İspanya’da nereleri gezmelisiniz?
İspanya Avrupa’da güney batıda yer alan İber yarımadasındaki bir Akdeniz ülkesidir. Yüzölçümü olarak Batı Avrupa’da Fransa’nın ardından gelen, en büyük ülke olan İspanya, yaklaşık 650 metrelik yüksekliği ile Avrupa’da İsviçre’nin ardından gelen bir ülkedir. Geçmişi Fenikelilere kadar giden ülke, tarihte birçok medeniyetin yerleştiği bir bölgedir.
Ülkenin farklı bölgelerinde çok değişik iklimler görülür. Farklı iklim özelliklerinin görüldüğü ülkede, her yer bol miktarda yağış almaktadır. Yapılan araştırmalarda, dünyada Fransa ve Amerika’nın ardından Çin Halk Cumhuriyeti’yle beraber en fazla ziyaret edilen 3. ülke olan İspanya, turistlerin gözde yerlerinden birisidir. Resmi dil İspanyolca olan ülkenin, özerk bölgelerinde kullanılan farklı dillerde bulunmaktadır.

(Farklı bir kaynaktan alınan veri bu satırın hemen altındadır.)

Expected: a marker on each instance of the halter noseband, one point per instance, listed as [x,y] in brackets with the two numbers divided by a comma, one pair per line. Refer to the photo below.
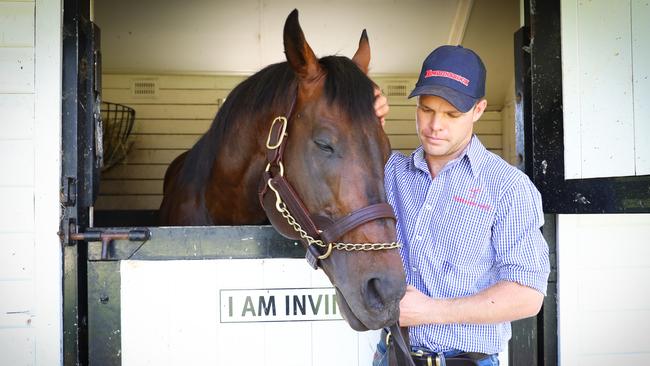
[296,221]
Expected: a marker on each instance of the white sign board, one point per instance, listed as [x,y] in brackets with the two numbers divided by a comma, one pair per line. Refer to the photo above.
[231,312]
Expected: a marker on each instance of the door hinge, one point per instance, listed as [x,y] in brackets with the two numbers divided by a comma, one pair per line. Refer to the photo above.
[69,191]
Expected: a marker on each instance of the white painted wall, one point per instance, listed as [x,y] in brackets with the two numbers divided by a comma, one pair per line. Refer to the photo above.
[606,85]
[603,292]
[193,333]
[30,256]
[243,36]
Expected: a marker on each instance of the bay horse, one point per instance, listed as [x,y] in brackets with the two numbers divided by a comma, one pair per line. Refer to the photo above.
[298,144]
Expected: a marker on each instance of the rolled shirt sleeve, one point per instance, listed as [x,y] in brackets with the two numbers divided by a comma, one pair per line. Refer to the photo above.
[521,253]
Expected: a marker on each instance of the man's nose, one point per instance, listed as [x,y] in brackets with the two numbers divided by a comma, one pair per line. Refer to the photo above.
[436,122]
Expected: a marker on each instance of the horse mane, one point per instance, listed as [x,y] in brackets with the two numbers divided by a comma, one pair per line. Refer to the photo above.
[274,87]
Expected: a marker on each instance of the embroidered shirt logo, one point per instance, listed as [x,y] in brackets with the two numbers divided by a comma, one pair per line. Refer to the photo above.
[471,201]
[446,74]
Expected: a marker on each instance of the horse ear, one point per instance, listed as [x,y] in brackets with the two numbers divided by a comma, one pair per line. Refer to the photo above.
[299,55]
[362,56]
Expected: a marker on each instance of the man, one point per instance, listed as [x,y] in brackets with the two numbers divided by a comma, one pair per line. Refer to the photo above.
[469,222]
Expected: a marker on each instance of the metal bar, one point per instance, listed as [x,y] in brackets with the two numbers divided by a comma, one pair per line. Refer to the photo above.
[217,242]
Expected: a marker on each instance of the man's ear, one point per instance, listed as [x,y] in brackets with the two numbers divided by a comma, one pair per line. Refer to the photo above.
[479,108]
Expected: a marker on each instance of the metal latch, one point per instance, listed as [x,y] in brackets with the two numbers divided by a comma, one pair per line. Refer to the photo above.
[107,237]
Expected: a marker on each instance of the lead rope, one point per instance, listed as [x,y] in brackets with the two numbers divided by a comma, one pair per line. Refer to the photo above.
[403,351]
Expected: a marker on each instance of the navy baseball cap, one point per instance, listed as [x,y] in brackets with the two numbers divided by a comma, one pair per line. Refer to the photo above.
[454,73]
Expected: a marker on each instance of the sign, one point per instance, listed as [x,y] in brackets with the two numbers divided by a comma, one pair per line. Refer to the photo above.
[278,305]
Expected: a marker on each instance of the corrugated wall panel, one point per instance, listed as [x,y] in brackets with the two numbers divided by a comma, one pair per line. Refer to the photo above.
[180,109]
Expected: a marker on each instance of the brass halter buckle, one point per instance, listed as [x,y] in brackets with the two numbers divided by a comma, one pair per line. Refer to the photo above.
[283,133]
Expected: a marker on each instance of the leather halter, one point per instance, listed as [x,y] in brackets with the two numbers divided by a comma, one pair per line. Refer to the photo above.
[290,217]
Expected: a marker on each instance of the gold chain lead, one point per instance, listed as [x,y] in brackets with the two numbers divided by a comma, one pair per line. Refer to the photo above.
[348,247]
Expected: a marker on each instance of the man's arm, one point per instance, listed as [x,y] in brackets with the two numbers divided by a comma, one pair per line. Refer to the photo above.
[504,301]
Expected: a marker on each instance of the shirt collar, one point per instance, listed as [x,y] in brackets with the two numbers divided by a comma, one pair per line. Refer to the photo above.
[474,153]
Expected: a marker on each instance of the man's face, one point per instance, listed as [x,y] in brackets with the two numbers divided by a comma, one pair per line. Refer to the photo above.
[443,130]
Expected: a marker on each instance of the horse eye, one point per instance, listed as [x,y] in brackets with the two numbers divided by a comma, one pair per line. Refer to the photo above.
[324,146]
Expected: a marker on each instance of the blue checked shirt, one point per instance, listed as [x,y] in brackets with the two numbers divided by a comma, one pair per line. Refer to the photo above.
[477,223]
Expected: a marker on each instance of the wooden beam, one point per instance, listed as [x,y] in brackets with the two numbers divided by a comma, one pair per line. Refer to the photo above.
[459,24]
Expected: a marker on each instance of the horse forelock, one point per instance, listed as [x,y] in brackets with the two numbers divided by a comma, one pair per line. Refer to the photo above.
[347,87]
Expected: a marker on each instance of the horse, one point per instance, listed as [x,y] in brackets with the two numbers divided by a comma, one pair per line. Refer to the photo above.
[317,175]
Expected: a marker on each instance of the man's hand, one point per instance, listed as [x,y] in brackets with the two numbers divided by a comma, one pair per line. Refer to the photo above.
[415,308]
[381,106]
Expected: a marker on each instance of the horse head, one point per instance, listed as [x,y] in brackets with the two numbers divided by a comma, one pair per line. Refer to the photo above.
[333,163]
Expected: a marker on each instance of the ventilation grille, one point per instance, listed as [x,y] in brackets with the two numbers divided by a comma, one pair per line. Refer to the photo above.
[396,90]
[144,88]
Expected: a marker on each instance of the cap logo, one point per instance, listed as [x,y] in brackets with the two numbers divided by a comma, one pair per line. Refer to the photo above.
[446,74]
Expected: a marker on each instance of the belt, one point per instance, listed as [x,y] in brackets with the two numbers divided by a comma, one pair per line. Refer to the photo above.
[421,358]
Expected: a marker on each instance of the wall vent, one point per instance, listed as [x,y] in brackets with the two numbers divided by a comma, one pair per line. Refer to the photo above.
[144,88]
[396,90]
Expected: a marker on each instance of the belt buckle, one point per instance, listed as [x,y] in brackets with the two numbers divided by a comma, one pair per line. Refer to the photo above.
[431,357]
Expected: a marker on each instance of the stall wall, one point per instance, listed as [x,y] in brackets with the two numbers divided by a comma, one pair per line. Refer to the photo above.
[606,84]
[604,298]
[30,255]
[172,111]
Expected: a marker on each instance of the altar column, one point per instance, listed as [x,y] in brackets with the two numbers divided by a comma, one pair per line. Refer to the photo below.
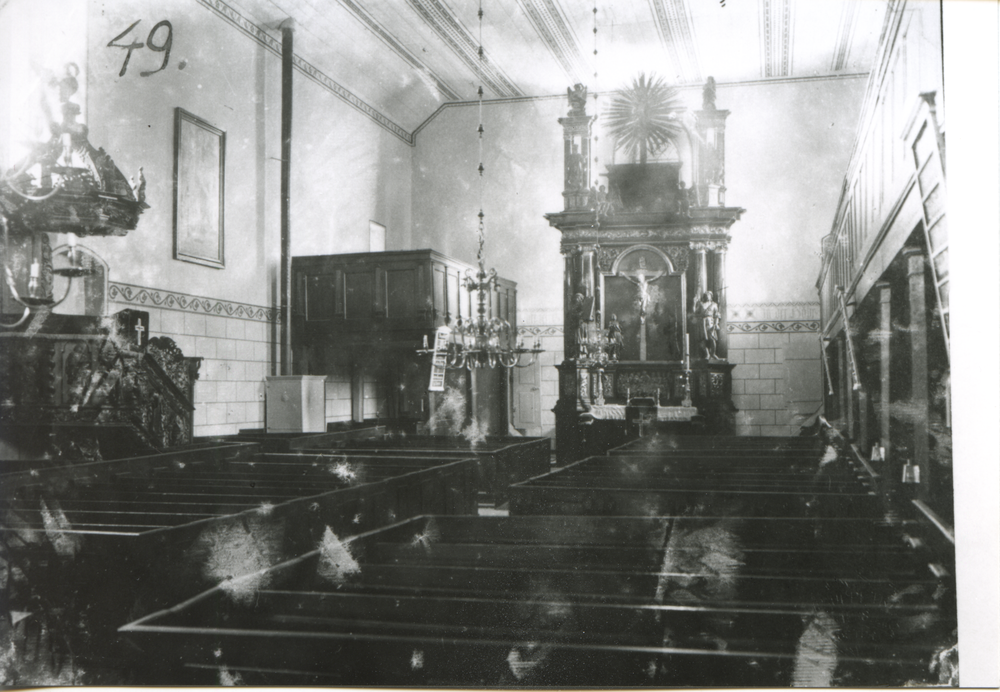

Boğa güreşleriyle, Flamenkosu, Orta Çağ’ı anımsatan şehirleri, plajları ve dünyaca ünlü mutfağı ile İspanya ilgi çeken turizm bölgelerinden biridir. Akdeniz ve Atlas Okyanusunun uzun sahilleri, İspanya’nın turizm cenneti haline gelmesinde önemli bir rol oynamıştır. İspanya denildiğinde, herkesin aklına boğa güreşleri gelmektedir. Ülkede en popüler eğlencelerden olan, boğa güreşleri, buraya gideceklerin ilgisini çekecektir. Bu ülkeye gittiğinizde nereleri gezebileceğinizi araştırdık. Buraları mutlaka görmelisiniz.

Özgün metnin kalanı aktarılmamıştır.